[AR] Re: Keeping moisture out of cryogenic valves

  • From: Henry Spencer <hspencer@xxxxxxxxxxxxx>
  • To: arocket@xxxxxxxxxxxxx
  • Date: Mon, 29 Aug 2016 23:01:16 -0400 (EDT)

On Mon, 29 Aug 2016, Robert Watzlavick wrote:

The sides of the tank were covered in frost but the drops were coming off of the bottom... I put a clean 5 gallon plastic bucket (SS or aluminum would be better!) under the tank to catch the drops and they evaporated as soon as they hit.

If they're evaporating as soon as they hit, that's pretty much got to be liquid air (assuming that your tank isn't leaking!). Yeah, stainless or aluminum would be a better choice of drip catcher.
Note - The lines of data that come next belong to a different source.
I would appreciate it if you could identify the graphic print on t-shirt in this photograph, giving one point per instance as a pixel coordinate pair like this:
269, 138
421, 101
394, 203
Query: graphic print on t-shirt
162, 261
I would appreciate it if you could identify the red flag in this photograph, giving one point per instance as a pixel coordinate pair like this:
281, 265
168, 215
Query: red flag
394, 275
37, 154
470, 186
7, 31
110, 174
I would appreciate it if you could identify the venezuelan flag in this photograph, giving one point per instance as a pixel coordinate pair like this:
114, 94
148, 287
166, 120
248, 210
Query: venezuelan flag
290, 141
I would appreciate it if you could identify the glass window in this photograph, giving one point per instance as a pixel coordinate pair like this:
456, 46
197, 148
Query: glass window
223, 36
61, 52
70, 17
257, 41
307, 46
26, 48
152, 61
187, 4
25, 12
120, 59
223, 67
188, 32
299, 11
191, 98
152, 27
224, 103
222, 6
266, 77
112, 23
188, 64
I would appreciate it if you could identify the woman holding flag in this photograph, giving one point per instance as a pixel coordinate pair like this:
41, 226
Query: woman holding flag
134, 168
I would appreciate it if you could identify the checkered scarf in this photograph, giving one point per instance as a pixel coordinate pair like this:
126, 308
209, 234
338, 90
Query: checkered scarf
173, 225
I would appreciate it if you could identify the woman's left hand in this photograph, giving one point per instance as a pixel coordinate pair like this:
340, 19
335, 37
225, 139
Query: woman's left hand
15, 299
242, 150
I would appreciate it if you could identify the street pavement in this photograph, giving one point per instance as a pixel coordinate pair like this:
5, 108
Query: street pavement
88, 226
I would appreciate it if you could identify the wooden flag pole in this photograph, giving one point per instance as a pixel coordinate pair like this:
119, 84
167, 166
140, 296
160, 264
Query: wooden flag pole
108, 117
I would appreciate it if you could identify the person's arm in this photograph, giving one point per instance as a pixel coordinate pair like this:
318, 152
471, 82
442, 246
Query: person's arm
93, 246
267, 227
haven't observed the phenomenon every LN2 test but maybe around 30% of the time. I'll make a note of the humidity next time.

Hmm. The reason why liquid-hydrogen tanks don't normally form a frost layer (and therefore need deliberately-provided insulation) is that the dripping liquid air usually washes the frost off before it can get established. Apparently you *can* get a frost layer on them if the initial conditions are just right. Maybe you're running into a milder version of the same thing, with the tank bottom sometimes getting too cold too fast and the frost layer not getting well started before the liquid air starts to show up.